試作機のテストをCら共々 手伝わせてもろてる感じなんです

It's a part of dialogue where A is giving a report to person B about progress on her project. Although this is a bit in media res, as in we cut into this conversation right at this line.

But anyway. I'm wondering what 感じでして and 感じなんです (which is probably 感じなのです) are meant to convey. I imagine it's supposed to mean that A thinks/feels these things? Like

Right now, I feel trying various approaches to solving the problem (will help?)

and I also feel all of C to help with prototype testing (will help?)

I assume the help bit is to be assumed from context, since they are talking about a project?

What I'm also wondering is, is she PROPOSING this course of action? Or is she saying, like, that she feels geting C's aid in testing is helping them?

Oh and of course is there a meaning difference between 感じなんする, 感じでして?

Like the former is more of a statement of feeling, but the later?


These instances of 感じ don't contribute much to the content of the sentence. They are almost like fillers, like the English "like". Hence this translation:

Right now, I'm, like, trying various approach to solving the problem and, like, helping with the prototype testing, with C and others, you know.

The meaning wouldn't change if they were removed and the sentence went like this:


試作機のテストをCら共々 手伝わせてもろてるんです

except that now the speaker would sound less like a person who's not totally sure about what she's talking about.

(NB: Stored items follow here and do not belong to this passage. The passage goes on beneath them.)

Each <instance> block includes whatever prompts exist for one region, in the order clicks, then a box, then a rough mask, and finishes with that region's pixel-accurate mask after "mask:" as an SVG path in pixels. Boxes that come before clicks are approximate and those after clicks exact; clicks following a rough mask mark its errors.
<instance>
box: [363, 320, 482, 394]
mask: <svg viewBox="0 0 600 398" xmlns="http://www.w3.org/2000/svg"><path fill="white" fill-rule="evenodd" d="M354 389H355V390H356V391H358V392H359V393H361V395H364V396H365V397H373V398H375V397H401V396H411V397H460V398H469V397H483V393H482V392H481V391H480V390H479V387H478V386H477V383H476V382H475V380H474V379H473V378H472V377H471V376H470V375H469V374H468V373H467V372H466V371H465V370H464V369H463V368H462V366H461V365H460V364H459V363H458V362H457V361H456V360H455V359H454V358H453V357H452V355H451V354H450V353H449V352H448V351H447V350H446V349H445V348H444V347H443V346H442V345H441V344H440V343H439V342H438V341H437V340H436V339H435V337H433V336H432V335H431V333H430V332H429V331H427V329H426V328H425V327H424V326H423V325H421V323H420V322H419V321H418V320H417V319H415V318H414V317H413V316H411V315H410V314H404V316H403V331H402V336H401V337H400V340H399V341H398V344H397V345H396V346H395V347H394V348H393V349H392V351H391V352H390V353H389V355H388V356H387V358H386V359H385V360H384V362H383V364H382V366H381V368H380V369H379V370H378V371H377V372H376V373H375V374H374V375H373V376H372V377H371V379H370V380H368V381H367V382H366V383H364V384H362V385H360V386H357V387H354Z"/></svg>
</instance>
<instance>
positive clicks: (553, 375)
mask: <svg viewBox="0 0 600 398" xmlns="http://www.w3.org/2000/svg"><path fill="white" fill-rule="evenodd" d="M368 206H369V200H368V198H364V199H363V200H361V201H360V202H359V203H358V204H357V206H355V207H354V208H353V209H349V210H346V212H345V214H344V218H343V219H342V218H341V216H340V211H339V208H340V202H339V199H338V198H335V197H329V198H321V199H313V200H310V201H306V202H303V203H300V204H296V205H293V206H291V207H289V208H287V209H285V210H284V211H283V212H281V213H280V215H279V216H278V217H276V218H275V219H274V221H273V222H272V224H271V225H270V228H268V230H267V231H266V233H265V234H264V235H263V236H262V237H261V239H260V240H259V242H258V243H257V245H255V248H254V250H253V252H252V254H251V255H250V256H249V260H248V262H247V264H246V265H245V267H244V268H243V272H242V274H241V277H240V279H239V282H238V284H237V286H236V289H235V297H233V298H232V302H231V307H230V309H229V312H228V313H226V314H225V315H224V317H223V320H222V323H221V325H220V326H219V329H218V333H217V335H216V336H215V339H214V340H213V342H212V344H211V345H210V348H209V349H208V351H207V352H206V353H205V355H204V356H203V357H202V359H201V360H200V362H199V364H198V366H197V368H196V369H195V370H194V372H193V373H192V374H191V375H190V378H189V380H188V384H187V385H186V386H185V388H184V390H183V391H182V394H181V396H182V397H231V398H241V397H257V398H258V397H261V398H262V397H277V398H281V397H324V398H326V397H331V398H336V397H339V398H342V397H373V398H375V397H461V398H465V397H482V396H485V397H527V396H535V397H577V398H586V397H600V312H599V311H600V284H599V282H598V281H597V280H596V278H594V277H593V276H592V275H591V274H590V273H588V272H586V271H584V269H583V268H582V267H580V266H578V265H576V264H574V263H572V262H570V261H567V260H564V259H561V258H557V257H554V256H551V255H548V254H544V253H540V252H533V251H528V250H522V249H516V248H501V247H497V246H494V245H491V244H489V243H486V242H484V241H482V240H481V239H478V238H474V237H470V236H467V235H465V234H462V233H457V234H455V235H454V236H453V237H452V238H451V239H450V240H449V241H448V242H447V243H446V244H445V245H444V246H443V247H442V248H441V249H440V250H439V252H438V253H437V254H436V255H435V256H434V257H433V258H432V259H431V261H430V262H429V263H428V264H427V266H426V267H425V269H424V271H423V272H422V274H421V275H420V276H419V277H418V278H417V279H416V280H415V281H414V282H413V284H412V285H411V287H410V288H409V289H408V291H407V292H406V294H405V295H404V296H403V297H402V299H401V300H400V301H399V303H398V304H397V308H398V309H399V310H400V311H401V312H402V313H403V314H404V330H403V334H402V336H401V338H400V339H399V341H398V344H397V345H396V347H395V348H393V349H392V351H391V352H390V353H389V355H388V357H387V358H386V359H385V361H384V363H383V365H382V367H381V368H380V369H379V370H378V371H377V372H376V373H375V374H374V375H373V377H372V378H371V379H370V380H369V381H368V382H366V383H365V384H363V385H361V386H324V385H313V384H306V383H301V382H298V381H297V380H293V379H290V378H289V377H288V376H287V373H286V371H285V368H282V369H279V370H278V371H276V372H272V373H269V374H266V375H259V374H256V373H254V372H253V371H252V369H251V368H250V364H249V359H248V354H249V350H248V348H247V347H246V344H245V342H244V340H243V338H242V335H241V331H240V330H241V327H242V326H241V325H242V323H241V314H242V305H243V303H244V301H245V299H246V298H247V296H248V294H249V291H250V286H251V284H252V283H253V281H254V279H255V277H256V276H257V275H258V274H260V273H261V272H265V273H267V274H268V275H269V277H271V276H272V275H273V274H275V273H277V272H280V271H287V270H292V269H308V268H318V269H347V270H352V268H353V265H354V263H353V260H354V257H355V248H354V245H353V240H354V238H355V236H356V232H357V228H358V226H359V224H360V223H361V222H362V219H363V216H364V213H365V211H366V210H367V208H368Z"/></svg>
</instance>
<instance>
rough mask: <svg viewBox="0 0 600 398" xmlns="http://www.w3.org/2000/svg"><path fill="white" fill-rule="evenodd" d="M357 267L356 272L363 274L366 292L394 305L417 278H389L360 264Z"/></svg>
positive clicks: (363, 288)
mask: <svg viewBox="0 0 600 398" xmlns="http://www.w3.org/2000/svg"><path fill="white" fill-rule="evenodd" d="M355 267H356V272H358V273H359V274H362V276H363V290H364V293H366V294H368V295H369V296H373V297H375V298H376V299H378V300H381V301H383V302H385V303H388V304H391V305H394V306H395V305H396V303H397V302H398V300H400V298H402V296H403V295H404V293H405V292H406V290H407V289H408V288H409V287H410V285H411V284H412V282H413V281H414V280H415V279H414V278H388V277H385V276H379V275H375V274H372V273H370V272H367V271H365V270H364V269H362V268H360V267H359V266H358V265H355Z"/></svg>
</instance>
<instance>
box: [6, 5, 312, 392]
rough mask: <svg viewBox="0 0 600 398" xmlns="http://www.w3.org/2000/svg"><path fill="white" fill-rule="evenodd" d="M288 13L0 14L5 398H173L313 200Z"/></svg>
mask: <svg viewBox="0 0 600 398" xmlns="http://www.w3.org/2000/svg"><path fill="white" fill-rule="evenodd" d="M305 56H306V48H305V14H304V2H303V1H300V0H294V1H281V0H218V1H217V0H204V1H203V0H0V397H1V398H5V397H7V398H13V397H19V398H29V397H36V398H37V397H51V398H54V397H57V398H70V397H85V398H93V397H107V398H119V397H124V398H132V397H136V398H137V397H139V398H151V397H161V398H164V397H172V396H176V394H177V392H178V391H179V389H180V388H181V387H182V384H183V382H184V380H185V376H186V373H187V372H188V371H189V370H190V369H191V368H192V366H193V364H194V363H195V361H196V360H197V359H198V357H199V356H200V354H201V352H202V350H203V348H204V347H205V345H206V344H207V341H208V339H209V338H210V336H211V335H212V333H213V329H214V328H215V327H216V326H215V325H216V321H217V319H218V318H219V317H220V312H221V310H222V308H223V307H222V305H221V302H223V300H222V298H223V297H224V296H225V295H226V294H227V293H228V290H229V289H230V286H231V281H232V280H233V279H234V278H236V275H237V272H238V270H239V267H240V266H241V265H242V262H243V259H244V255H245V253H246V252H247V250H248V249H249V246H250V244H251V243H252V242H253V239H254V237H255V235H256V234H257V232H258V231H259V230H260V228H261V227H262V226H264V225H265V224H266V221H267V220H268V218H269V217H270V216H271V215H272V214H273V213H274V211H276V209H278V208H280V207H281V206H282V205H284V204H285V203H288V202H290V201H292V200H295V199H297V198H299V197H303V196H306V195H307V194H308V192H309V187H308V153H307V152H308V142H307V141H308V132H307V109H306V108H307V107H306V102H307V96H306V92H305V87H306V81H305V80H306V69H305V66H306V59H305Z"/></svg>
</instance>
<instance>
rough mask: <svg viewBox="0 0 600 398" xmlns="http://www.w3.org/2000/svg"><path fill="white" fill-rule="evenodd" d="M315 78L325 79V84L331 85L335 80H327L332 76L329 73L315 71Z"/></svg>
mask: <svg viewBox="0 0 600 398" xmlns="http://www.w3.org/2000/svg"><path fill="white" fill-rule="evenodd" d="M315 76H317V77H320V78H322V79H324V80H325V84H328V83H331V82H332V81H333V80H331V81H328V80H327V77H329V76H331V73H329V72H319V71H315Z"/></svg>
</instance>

The usual semantic difference between ~(な)んです and ~です (of which ~でして is the te-form) is the that former has an explanatory tone (meaning it indicates a statement is offered as an explanation for a given state of affairs), which the latter doesn't have.

But in this case the difference in form is due to the fact that the sentence in question consists of two coordinate clauses and only the latter needs to be in the なんです form to give the whole sentence an explanatory tone.